Of course we could concoct a brand new design for declaring signals. For instance, instead of them being member functions (needing a definition), they could be some other declaration (an inner typedef? a static data member?), and needing some other facility to activate them (rather than just "calling" them like we do today). That's brand new territory to explore and widely incompatible with our 30y of Qt history, so possibly not worth it...?

JSON output

moc also generates a JSON file with interesting metaobject information for the class. This sounds impossible to achieve with reflection.

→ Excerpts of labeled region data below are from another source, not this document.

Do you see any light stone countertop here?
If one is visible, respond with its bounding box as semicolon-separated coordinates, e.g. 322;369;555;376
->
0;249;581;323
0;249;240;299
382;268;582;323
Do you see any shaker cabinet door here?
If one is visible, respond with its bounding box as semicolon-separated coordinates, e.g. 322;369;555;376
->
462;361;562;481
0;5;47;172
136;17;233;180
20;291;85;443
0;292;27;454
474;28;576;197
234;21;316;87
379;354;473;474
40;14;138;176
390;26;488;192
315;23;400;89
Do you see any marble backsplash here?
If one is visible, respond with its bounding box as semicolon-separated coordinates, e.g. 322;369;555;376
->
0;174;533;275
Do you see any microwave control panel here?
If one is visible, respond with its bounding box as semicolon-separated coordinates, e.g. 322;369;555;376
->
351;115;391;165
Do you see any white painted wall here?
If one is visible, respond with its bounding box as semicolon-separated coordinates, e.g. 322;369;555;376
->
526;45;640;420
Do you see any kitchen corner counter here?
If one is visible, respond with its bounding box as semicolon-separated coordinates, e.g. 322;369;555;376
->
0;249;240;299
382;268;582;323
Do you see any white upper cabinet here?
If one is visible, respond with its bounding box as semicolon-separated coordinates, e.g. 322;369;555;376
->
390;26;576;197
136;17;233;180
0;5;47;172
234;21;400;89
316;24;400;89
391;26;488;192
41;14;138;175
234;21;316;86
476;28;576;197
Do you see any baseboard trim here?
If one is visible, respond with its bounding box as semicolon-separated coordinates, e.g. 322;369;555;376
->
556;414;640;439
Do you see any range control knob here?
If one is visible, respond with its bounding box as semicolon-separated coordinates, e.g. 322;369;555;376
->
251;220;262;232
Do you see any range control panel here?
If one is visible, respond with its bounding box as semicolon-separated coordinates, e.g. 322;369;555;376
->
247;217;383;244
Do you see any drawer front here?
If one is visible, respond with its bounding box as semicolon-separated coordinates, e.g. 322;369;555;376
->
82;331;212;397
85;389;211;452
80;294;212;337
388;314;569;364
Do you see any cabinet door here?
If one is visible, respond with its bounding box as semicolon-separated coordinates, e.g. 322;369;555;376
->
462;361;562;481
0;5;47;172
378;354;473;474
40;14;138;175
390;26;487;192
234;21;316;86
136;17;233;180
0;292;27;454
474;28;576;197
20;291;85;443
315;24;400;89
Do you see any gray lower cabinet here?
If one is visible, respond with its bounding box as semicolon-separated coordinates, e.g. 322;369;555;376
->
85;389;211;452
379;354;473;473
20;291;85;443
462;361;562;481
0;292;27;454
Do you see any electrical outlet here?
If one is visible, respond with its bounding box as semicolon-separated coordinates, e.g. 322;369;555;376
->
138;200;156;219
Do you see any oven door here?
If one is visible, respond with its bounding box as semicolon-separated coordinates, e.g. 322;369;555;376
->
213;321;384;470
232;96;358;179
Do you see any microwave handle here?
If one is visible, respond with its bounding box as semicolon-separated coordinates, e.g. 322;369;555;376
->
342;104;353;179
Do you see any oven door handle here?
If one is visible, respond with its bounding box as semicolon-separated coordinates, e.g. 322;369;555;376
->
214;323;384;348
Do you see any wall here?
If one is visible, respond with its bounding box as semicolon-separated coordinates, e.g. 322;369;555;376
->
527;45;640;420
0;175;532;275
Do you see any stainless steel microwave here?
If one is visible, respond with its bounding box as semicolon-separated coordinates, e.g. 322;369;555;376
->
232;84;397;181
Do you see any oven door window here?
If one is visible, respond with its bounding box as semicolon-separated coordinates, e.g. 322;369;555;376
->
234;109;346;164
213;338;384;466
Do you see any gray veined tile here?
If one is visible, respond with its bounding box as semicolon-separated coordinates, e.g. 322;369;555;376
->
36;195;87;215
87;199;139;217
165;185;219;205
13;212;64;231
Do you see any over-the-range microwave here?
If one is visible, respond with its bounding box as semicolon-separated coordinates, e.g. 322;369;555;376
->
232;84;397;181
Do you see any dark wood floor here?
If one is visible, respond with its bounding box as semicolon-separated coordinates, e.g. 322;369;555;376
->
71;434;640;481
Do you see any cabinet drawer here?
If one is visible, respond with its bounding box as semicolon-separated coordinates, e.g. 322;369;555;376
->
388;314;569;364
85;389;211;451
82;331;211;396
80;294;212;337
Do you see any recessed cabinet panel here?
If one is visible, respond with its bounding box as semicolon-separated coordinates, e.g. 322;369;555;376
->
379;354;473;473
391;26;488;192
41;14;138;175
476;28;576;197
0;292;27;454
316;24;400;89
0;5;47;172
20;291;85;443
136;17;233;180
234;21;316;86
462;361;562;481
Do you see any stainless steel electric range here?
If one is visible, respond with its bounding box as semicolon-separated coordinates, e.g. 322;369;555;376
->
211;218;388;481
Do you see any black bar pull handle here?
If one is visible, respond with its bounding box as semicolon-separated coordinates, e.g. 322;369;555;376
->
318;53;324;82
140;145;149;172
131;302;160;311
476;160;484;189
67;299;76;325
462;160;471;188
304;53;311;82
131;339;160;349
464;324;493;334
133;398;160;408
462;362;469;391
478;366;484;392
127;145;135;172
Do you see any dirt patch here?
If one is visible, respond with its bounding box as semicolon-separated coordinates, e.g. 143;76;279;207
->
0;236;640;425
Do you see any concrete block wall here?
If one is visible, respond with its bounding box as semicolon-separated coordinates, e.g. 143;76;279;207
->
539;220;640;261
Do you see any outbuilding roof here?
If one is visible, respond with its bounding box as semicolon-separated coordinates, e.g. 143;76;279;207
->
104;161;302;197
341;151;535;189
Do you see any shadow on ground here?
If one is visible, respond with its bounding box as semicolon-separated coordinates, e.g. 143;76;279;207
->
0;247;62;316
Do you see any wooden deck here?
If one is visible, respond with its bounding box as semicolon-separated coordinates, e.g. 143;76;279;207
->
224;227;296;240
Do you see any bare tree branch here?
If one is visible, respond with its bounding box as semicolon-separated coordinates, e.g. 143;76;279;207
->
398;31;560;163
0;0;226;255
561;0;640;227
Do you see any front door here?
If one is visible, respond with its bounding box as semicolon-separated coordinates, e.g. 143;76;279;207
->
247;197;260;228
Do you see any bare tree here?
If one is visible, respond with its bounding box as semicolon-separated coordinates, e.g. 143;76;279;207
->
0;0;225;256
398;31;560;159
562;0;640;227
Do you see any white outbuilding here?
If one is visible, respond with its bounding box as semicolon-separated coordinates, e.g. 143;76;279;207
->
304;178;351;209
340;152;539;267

Triggers for moc / buildsystem?

moc needs to be run on source files that define classes or namespaces and in which a "trigger keyword" is found: Q_OBJECT, Q_GADGET, Q_NAMESPACE, etc.

Usually, the buildsystem identifies these files, and prepares build rules so that moc is run on them.

The output of moc is some additional .cpp code, this code can either get compiled standalone (and linked into the final target) via additional build rules, or directly included by a .cpp file (e.g. #include "moc_foo.cpp") in which case no additional rules are needed.

How to "trigger reflection"?

The main idea on the table is that we're going to need a macro of some sorts to be placed in a .cpp file. That macro will expand to everything necessary -- defining all the Q_OBJECT-declared stuff by calling consteval functions that apply reflection, extract the necessary data, build tables and the like.

Something like this:

Q_GENERATE_METAOBJECT(Class)

Having to do add this manually seems annoying though.